Nottapon Boonprakob follows one particular devotee as she takes part in the resistance movement to the police investigation eventually moving into the temple compound which is later placed into a lengthy siege during which two people sadly pass away, one from an asthma attack and the other apparently a suicide committed in protest (though the temple disavow this action and claim the man was not a follower). Devotees are heard to offer their lives for the abbot, perhaps disturbingly citing that dying for something when everyone dies anyway will buy them more “merit” and thereafter a secure place in the highest levels of heaven. Devotees can earn merit by donating monetarily to the temple or by completing other tasks as we see them do during the siege though it is perhaps strange that we only seem to see the women cleaning and cooking even if they also seem to make up a larger percentage of the devotees captured on film. It was this increasing concentration on “fundraising” with “sales” quotas set for monks that drove one former practitioner away, explaining that she felt under pressure to continue donating eventually becoming disillusioned with the materialist bent of the sect’s practice which she now feels is corrupting Buddhism in Thailand. 

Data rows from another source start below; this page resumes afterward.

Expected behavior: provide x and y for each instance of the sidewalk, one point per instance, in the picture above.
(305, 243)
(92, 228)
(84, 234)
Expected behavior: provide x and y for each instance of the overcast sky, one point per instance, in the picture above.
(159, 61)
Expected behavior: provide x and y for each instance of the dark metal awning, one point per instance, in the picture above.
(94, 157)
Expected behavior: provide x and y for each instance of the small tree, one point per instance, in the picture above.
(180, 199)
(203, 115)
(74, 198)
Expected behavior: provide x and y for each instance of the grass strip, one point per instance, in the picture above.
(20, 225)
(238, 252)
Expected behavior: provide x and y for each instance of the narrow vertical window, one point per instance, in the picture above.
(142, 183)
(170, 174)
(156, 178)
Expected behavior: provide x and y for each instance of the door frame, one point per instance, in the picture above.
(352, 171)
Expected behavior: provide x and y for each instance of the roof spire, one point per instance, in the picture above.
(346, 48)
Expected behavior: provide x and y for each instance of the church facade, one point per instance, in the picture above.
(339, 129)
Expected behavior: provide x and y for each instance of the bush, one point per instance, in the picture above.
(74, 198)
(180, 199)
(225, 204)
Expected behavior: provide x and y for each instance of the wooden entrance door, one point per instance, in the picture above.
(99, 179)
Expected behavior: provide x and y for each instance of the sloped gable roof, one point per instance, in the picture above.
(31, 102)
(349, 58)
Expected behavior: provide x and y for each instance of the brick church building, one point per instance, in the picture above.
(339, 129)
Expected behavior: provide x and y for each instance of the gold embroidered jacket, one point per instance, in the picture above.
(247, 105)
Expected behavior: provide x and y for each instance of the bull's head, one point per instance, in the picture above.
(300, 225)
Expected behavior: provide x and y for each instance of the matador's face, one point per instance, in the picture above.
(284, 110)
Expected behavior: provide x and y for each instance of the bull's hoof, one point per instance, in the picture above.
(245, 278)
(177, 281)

Another former member who worked for the organisation says something similar, that he attempted to raise the matter with Dhammachayo after a practitioner came to him with a marital dilemma. Her husband had apparently walked out and she had devoted herself entirely to worship in order to get him back, selling inherited properties to buy more merit and wondering if she should sell the house she was living in too. While he worried the woman’s intense practice may have further strained her marriage and she should not perhaps be encouraged to bankrupt herself for religious reward, he claims that Dhammachayo coldly told him that he was no longer Dhammachayo the monk leaving him frightened and disillusioned. He subsequently resigned and joined another sect, becoming an outspoken critic of Dhammakaya claiming that Dhammachayo had attempted to convince him he was the “Creator of Everything”.

Other commentators meanwhile wonder if the ritual practice at the temple which takes place at grand scale featuring huge parades with much pomp and circumstance is merely an “extreme” expression of Thai Buddhism and perhaps reflects something of the contemporary society. Some describe it without judgement as “capitalist Buddhism”, providing a service that responds to customer’s desires and profiting by it as in any other business while others wonder if Buddhism has or should have any real relevance in 21st century Thailand. It is however the sect’s potential power to interfere in the mechanisms of government through complex networks of influence that has many alarmed, and is perhaps the reason they find themselves targeted by the regime while many other organisations similarly accused of corruption are largely ignored. In any case, the temple seems to have come out on top, the police forced to abandon their search in the continued absence of the abbot. Nottapon Boonprakob offers no real conclusion but as an interviewee points out independent enquiry is a central tenet of Buddhism, “come and see” for yourself. 


Come and See streams in the US March 24 – 28 as part of the 12th season of Asian Pop-Up Cinema.